Although the trial didn’t find that stroke patients getting their blood cooled fared any better or worse than a comparison group of patients who weren’t cooled, the technology proved safe enough to clear the way for testing the device in a much larger group, said Thomas Hemmen, a neurologist at the University of California, San Diego Medical Center who presented the data February 25 at the International Stroke Conference.

The new results also demonstrate that stroke patients can be cooled down to 91.4 degrees Fahrenheit safely while they are receiving a powerful clot-busting drug called tPA, the standard treatment given to patients during the first few hours of a clot-induced stroke.

“Cool temperatures have been associated with better outcomes,” said Daniel Lackland, an epidemiologist at the Medical University of South Carolina in Charleston. “We’re seeing some excitement about an intervention with this device.” If further trials support use of this kind of cooling therapy, he said, “that would be a great finding — it’s a relatively easy thing to do.”

Induced hypothermia is mainly used for cardiac arrest patients who have had their hearts restarted but are comatose and risk delivering a shortage of blood to the brain. Because they are unconscious, those patients can be packed in ice.

But stroke patients are awake during treatment, which makes being packed in ice extremely uncomfortable. In the new study, Hemmen and his colleagues teamed with a company called InnerCool Therapies to test a device only a half-centimeter in diameter that causes less discomfort by chilling the blood as it flows through the vena cava, a huge vein that carries blood into the heart from the upper part of the body.

The study included 58 stroke patients who were an average of 66 years old and had been referred to university hospitals around the United States. All of the patients received tPA and 28 of them were also randomly chosen to get blood cooling. At a checkup 90 days later, seven controls and five of the hypothermia group were judged as having little or no disability — not a substantial difference.
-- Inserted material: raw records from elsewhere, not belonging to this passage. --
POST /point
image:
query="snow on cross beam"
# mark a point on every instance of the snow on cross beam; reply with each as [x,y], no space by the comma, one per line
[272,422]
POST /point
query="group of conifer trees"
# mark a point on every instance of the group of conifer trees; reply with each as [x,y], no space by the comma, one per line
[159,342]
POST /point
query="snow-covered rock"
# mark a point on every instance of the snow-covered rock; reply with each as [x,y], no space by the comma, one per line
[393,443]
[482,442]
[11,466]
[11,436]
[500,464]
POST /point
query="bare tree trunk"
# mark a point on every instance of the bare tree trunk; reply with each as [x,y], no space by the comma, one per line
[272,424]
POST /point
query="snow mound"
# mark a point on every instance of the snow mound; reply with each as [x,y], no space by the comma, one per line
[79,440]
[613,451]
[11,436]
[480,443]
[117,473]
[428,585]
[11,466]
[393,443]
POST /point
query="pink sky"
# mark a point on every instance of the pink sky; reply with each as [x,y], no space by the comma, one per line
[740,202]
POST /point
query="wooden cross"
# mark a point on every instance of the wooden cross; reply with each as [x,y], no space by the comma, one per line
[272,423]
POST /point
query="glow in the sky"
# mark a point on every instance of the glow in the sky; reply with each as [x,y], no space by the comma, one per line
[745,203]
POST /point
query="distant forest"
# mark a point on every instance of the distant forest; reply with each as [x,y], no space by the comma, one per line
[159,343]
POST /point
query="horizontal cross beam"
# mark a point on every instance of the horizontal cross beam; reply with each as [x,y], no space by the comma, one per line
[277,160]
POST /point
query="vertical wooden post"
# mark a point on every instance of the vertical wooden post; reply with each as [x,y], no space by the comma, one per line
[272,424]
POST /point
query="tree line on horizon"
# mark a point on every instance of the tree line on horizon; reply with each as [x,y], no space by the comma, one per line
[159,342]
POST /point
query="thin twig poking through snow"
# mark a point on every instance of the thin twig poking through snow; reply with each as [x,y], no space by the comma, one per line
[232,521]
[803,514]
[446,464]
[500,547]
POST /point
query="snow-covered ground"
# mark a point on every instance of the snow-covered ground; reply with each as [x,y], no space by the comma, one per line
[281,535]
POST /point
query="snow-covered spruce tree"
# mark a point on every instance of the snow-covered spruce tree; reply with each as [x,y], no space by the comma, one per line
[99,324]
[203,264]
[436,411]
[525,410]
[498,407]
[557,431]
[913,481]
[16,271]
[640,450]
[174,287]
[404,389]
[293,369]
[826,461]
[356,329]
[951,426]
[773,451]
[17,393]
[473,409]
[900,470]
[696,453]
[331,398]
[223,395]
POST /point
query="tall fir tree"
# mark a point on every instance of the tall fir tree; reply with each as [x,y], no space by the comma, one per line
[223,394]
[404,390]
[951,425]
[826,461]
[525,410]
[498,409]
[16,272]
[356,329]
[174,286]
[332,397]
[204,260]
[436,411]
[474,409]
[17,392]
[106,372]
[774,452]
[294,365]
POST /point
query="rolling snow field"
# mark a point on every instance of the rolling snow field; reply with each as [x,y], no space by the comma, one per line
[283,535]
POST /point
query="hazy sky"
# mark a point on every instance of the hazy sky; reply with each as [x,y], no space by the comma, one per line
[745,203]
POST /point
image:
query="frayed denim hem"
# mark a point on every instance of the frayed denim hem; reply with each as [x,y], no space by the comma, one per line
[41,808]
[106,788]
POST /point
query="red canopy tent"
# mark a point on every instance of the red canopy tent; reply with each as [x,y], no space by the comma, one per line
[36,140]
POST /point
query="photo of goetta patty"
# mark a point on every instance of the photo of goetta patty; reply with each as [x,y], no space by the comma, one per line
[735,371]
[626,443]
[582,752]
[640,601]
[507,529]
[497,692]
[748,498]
Hemmen said this recovery rate for both groups is worse than the average seen in stroke patients nationwide, because many of the patients referred to this study by physicians had severe strokes and previous medical problems. Patients undergoing cooling were more likely to develop pneumonia during recovery, but this didn’t affect their status on average when assessed 90 days after treatment.

Regulators overseeing the study required a one-hour delay from the point at which tPA was given before cooling could be started, which might have limited the benefits of the treatment, Hemmen said.

These preliminary results might rejuvenate the idea of cooling stroke patients. “I kind of thought that hypothermia for stroke had actually gone by the wayside. I’m really pleased it’s come back,” said neurologist Cheryl Bushnell of Wake Forest University Health Sciences in Winston-Salem, N.C. “Overcoming the technological issues of cooling is a major benefit.”

The protective effects of cooling are well documented in incidents of drowned people being revived with little brain damage after falling though the ice on frozen lakes. But the precise biological mechanism responsible for this benefit is poorly understood. Slowing metabolism may limit cell death, Bushnell said.

Hemmen said a randomized trial of 400 first-time stroke patients is being planned that will start cooling and administration of tPA simultaneously.